Purpose: We evaluated the prognostic accuracy of the albumin-bilirubin (ALBI) grade and the inflammation-based index (IBI) in estimating overall survival (OS) and toxicity in patients with hepatocellular carcinoma (HCC) treated with stereotactic body radiotherapy (SBRT).
Materials and methods: Forty patients with 47 HCC lesions with a Barcelona Clinic Liver Cancer (BCLC) classification stage B or C were treated with SBRT in 3-12 fractions. The ALBI grade and the IBI were calculated at different time points (baseline, during, at the end of treatment and at follow-up) and compared with the Child-Pugh (CP) score as well as other patient- and treatment-related parameters, concerning OS and toxicity.

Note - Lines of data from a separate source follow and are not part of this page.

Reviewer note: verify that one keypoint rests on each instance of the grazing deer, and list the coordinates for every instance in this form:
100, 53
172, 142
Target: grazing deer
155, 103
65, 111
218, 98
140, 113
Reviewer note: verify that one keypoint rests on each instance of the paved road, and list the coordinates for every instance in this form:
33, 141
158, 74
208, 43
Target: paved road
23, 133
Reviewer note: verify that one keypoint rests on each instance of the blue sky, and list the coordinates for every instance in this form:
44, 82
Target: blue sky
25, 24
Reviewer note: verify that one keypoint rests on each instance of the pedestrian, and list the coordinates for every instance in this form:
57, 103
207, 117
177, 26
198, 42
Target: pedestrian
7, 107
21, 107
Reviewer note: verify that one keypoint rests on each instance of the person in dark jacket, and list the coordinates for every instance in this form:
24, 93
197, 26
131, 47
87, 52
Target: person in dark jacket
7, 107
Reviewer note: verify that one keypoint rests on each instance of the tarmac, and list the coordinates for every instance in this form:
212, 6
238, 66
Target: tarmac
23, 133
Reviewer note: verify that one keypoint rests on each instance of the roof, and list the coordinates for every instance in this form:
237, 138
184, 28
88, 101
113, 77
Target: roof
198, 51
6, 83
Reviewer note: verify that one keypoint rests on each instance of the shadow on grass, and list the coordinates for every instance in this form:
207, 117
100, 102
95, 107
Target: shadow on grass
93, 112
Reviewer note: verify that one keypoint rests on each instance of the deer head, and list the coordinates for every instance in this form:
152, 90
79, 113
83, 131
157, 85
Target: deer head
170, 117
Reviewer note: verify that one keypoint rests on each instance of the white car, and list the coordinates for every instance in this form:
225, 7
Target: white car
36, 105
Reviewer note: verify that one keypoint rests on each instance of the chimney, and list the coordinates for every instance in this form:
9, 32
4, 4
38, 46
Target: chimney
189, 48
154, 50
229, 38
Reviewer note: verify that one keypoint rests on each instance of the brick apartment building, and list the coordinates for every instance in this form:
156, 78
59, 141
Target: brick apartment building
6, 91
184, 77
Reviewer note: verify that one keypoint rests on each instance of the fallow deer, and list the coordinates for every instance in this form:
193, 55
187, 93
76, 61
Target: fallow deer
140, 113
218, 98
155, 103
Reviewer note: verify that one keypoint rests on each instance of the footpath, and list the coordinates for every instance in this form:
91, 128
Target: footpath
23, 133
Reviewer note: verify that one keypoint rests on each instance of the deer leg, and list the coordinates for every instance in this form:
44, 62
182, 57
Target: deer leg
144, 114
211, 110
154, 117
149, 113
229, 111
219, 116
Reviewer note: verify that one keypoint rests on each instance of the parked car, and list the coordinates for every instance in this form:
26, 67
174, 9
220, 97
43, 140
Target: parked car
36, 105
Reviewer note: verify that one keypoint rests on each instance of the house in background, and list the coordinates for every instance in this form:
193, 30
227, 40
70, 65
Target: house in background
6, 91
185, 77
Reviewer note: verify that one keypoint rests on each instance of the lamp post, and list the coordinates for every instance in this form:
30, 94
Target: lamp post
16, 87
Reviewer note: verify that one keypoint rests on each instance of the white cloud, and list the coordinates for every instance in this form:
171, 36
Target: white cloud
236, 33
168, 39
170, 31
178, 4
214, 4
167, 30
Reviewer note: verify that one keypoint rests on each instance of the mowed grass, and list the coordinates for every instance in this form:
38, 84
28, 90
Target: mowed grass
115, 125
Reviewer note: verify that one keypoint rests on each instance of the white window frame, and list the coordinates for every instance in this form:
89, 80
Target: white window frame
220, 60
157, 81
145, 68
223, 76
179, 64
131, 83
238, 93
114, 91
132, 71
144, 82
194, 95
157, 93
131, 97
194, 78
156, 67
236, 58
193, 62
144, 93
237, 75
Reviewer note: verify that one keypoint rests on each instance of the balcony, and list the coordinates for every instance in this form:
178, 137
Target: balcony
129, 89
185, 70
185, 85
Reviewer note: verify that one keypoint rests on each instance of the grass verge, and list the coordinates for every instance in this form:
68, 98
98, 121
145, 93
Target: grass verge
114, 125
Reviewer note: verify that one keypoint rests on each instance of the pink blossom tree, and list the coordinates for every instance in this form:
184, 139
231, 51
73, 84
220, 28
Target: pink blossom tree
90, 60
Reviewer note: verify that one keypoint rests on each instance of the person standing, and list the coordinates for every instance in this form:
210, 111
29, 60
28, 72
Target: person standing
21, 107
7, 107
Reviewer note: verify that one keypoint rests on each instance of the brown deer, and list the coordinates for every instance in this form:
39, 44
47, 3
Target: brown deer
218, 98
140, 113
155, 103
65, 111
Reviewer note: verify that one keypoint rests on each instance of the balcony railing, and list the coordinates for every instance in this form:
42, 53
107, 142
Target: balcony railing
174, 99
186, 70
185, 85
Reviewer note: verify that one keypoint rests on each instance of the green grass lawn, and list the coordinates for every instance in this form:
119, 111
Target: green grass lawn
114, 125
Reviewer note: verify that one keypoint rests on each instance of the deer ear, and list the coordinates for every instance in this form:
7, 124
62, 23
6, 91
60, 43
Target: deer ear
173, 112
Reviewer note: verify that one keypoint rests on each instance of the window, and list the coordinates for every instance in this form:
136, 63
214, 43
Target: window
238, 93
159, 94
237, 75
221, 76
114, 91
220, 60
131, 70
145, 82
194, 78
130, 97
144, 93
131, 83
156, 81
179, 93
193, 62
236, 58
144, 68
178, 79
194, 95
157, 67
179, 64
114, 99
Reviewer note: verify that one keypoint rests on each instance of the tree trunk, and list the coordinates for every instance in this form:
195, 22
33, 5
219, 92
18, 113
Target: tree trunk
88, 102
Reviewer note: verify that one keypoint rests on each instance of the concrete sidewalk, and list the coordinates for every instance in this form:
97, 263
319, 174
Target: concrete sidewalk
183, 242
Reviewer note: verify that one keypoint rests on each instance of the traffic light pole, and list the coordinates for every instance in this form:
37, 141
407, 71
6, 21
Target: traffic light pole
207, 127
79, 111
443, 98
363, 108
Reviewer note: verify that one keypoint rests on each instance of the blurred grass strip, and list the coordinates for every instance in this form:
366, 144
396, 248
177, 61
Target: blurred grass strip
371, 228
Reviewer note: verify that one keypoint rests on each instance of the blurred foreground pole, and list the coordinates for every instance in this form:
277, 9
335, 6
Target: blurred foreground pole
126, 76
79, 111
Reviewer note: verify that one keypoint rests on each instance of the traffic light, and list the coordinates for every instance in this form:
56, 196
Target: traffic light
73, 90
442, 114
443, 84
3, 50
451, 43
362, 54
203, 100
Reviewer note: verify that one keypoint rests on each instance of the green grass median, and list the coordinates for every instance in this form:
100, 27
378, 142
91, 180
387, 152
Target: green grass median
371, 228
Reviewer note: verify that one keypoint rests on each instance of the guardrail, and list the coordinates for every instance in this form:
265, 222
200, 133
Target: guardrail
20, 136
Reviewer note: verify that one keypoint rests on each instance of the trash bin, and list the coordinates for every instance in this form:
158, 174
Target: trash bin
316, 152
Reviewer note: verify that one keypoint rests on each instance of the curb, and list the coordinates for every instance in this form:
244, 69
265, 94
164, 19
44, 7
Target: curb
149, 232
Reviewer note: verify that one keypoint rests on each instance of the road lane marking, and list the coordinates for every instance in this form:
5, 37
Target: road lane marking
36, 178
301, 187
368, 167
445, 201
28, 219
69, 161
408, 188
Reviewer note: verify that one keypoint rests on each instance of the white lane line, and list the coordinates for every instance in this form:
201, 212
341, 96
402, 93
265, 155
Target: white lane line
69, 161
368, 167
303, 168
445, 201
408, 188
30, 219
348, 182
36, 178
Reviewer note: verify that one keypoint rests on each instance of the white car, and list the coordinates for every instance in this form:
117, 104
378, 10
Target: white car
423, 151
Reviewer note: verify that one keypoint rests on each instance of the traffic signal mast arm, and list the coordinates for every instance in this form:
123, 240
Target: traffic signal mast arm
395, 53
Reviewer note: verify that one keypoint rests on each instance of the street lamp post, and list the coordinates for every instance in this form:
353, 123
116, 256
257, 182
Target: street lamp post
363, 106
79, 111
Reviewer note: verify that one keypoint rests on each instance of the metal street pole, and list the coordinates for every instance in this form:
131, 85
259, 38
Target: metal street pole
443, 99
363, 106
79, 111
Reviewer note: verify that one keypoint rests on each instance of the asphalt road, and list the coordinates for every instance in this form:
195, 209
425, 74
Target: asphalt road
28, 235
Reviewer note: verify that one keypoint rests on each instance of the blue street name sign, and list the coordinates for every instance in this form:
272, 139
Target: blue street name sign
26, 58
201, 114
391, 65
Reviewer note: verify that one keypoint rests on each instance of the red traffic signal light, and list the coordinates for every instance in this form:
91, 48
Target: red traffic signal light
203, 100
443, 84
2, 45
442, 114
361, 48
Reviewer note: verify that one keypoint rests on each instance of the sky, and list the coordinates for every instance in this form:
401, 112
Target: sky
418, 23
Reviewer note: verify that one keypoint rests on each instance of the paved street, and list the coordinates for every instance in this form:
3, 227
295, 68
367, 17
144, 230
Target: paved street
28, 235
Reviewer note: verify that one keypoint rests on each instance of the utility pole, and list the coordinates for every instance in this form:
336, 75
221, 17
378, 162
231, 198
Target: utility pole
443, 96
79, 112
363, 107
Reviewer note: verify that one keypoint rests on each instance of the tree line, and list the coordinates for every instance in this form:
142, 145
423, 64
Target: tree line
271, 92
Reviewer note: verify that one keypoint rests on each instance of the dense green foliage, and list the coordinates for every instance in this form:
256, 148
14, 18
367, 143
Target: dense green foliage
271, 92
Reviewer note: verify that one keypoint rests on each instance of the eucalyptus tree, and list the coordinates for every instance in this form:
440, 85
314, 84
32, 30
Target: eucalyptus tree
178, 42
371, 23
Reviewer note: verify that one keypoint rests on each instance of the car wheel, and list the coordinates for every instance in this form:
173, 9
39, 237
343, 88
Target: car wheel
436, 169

Results: The median follow-up was 14.3 months for patients alive. The median OS from SBRT was 10 (95% confidence interval 8.3-11.6) months. The local control at 1 year was 79%. A lower IBI during treatment was associated with better OS (p = 0.034) but not CP and ALBI. Higher C‑reactive protein levels as well as higher alpha-fetoprotein concentrations correlated with worse survival (p = 0.001). Both higher ALBI (p = 0.02) and CTP (p = 0.001) at baseline correlated with a higher incidence of acute and late toxicities (CTC ≥2). Neither the mean radiation dose to the liver nor the dose to 700 cc of the liver correlated with the occurrence of toxicities.
Conclusions: In this analysis, a higher ALBI grade as well as a higher CP were predictors of higher incidence of toxicity, whereas a lower IBI during treatment correlated with a better OS. These results should be further evaluated in prospective studies.
Keywords: ALBI; HCC; IBI; Liver function; SBRT.